For now, the US has in good part traveled down the path already trodden by Japan in the prior decade.  But as we see life, the US has not yet passed the critical "weaning period" stage where it can no longer "afford" to get off the ZIRP ventilator.  Time remains, but the clock is ticking ever louder with each passing day.

Here’s a fun fact you can use to thrill your friends at the next Wall Street cocktail party.  At year end 2006, “official” US Federal debt outstanding stood at $4.9 trillion.  The latest Fed Flow of Funds numbers tell us that by the third quarter of 2010, that number is now just over $9 trillion, an increase of $4.1 trillion.  Not quite a doubling in US Federal debt.  To find a similar increase of $4.1 trillion prior to the beginning of 2007, one has to travel back a quarter century and combine ALL Federal debt taken on.  We’ve now accomplished in three and three quarter years what took a quarter century to accomplish.

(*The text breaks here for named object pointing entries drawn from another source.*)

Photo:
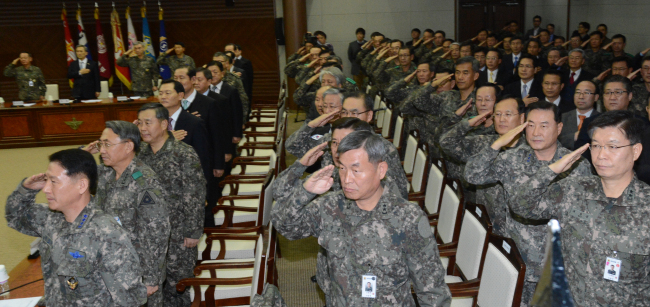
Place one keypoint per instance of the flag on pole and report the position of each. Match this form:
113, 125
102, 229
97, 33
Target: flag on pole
102, 55
165, 72
82, 41
129, 28
121, 72
146, 36
69, 44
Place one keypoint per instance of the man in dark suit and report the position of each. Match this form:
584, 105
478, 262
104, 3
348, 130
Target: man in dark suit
85, 74
528, 88
585, 97
575, 74
511, 60
245, 64
187, 127
492, 73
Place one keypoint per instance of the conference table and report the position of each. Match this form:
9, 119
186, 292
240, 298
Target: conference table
54, 124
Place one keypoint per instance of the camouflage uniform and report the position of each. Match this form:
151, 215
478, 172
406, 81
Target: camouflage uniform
597, 62
181, 174
639, 101
136, 201
512, 168
93, 249
594, 227
393, 241
234, 81
24, 76
174, 62
143, 72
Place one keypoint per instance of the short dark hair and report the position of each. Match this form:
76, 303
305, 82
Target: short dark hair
77, 162
372, 143
126, 131
620, 36
616, 78
178, 87
351, 123
216, 63
161, 112
631, 126
545, 106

And of course what has happened to 1 year Treasury rates since the dawn of 2007?  They have fallen from literally 4.94% to under .3%.  You get the picture.  The government has been able to take on this magnitude of new debt as debt service costs are negligible under 30 basis points.  This is the birth place of the fiscal trap.

Remember, the numbers we are discussing do not include the impact of Fannie and Freddie, nor take into account the present value of SSI and Medicare liabilities.  But since Federal debt costs have been artificially lowered for now by the Fed sponsored breathing machine, debt service costs during this period of what truly is unprecedented US sovereign debt buildup have been totally benign.  Everyone and their brother know, or better know, that from a longer term standpoint this reality in current US Government funding circumstances is absolutely unsustainable.  Somewhere ahead, "something" will change.  It's how this set of circumstances is reconciled and what influences or effect this reconciliation has on financial asset classes and prices that will be important to investment decision making.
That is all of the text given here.